H&M has a recommendation system on their website and is now expanding that to the in-store experience: they’re introducing an RFID-powered “in-store mode” in the H&M app, which would allow the shoppers to explore products chosen for them in a given store.

Amazon Go convenience stores show how new technology can be integrated into retail space. It’s a checkout-free shopping solution where the customer uses the dedicated Amazon Go app to enter the store. Then all you have to do is grab the items you want to buy and go. No lines, no checkout. Every item you take from the shelf is automatically added to your virtual cart and payments are handled through the app. Amazon Go utilizes computer vision, sensor fusion, and deep learning algorithms to allow for this extremely convenient shopping experience.

Artificial intelligence in e-commerce: is it a necessity?

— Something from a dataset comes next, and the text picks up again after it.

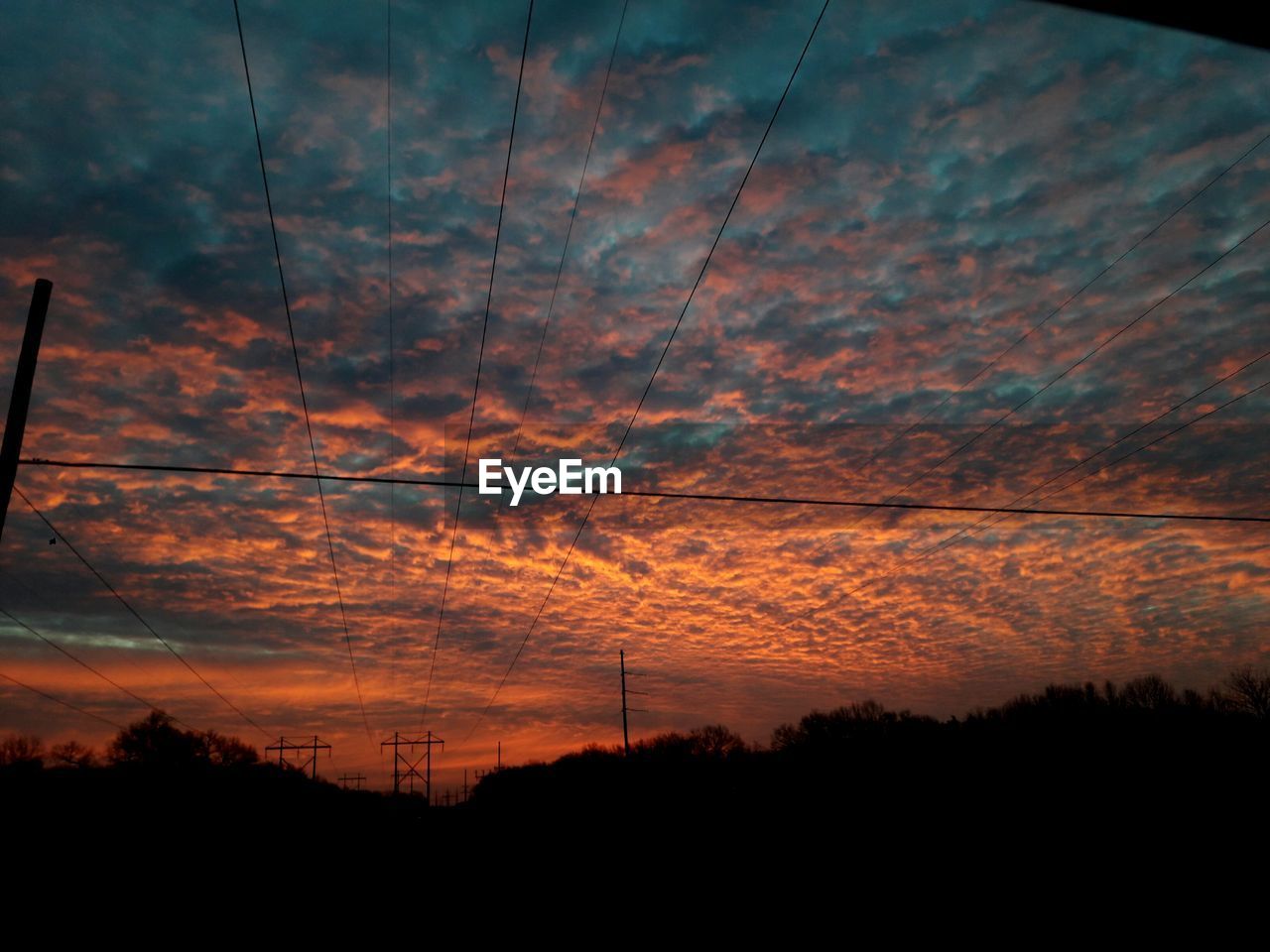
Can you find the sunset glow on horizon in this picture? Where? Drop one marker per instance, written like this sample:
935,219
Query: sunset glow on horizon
940,180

We’ve gone a long way without AI, so why would it be necessary now? There are numbers proving that AI-driven solutions help businesses increase sales, retain customers, boost customer satisfaction. Right now it’s still something relatively new but soon, you’ll be falling behind your competitors if you don’t use it. Why is artificial intelligence so good? Because it’s just brutally honest. It studies data and delivers results to show you actual numbers and facts about your company. And that’s exactly what business needs.